For old cases dating back to before the quick fixes were introduced on 1 January 2020, additional intra-Community acquisitions due to incorrect use of a German VAT ID should not be taxed if the person concerned received an incorrect invoice with German VAT from their supplier which cannot be deducted as input VAT due to Section 14c UStG (German VAT Code). However, the supplier in Germany can correct the invoice and refund the VAT to the customer, which eliminates the VAT owed. According to the ECJ's reasoning, the neutrality violation would then also be eliminated, so that the punitive acquisition tax under § 3d S. 2 UStG would then again be owed until the person concerned could prove that they had declared the acquisition in the destination country.
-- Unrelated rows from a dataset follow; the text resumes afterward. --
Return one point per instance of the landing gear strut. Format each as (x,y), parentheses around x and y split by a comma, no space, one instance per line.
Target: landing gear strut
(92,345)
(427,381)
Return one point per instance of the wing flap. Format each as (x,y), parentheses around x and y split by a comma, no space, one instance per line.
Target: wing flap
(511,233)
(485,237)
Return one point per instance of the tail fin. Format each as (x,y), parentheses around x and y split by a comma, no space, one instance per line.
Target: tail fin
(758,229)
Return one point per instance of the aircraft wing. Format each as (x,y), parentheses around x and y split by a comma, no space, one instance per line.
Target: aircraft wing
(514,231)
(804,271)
It remains to be seen how the German tax authorities will deal with this in practice.

Quick fix repercussions

Intra-Community supplies of goods after the introduction of the quick fixes fall into two categories:

  • If the recipient of an intra-Community supply of goods either does not use a VAT ID or uses the VAT ID of the departure country, the new regulation § 6a Abs. 1 Nr. 4 UStG does not consider this an intra-Community supply (see also 6a.1 Abs. 19 S. 6 UStAE - VAT Application Decree). The recipient can therefore claim an input VAT deduction since the introduction of the quick fixes. The ECJ ruling is not relevant here.
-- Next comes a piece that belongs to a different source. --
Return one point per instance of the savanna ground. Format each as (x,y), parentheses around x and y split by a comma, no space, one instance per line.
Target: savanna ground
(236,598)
  • However, if the recipient uses a VAT ID not corresponding to either the departure country or the destination country, this is considered a VAT-exempt intra-Community supply of goods and the acquisition is taxed in the country of the incorrectly used VAT ID in accordance with § 3d S. 2 UStG, provided that there is no intra-Community triangular transaction. What has been said for the old cases applies here.